There’s no doubt a college education is pricey. Currently, the average cost for a private school is $34,740 per year (including room and board). Over the four years it takes to earn a degree, that adds up to $138,960 – nearly 3 times the average college graduate’s annual salary of $50,390!
So, you have to wonder, how is it mathematically possible for anyone to pay off such hefty loans on an entry-level salary?
Student loan repayment isn’t easy, but it’s definitely possible. With a little strategic planning and a lot of self-discipline, you can slowly but surely tackle your loans. Here are six tips to get you on the right track when it comes to dealing with student debt (and any debt).
1. Do the math. Sit down with a pen and paper, or an app, and add your loans up. Come up with a final number of what you owe right now, and given your interest, what you’ll owe five years from now.

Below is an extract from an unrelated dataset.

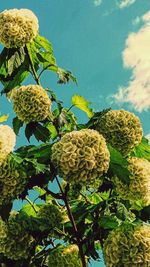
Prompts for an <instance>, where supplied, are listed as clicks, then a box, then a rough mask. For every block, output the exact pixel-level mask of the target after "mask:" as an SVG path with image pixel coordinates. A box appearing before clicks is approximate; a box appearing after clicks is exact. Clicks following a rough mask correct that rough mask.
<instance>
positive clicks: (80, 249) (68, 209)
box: [56, 177, 87, 267]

2. Run the numbers. Use our FREE Financial Planner to figure out exactly how much of your salary is left after you’ve paid rent, groceries, travel and any other necessities. Then calculate the bare minimum of what you need to pay off each month (hint: the magic number that will bring your debt down rather than letting it build up).
3. Make a plan. Determine how much you can expect to pay off each year and plan your personal budget accordingly. That way, you’ll know exactly what percentage of each paycheck you’ll need to dedicate to shrinking your debt.
4. Give yourself a reasonable deadline (and keep your budget in mind!). It could be 5, 10 or 15 years down the road, but it’s helpful to commit to an end date. So even if you’re a little strapped for cash one month, you’ll keep your deadline in mind and make it up when you’ve got more money on hand.
5. Prioritize your spending. It’s always important to know what’s truly necessary, but never more so than when you’re living on a budget. Don’t indulge yourself too often, and make wise choices in your spending.
6. Save some money for later. While you’re likely very anxious to be debt free, it’s important not to put all your savings toward the past but to also prepare for the future. Sure, it can be hard to multi-task by simultaneously working toward student loan repayment and building savings, but a bulky savings account is just what you’ll need to avoid taking out loans in an emergency situation.
Since most college graduates have a multitude of loans, all from different lenders, it’s tricky keeping track of the different terms and interest rates. iHELP Student loan consolidation combines them into one tidy package, with a competitive rate and flexible repayment options.
While paying off debt is never easy, it’s certainly doable. With a little planning, patience and persistence, you’ll find yourself debt-free in a few short years.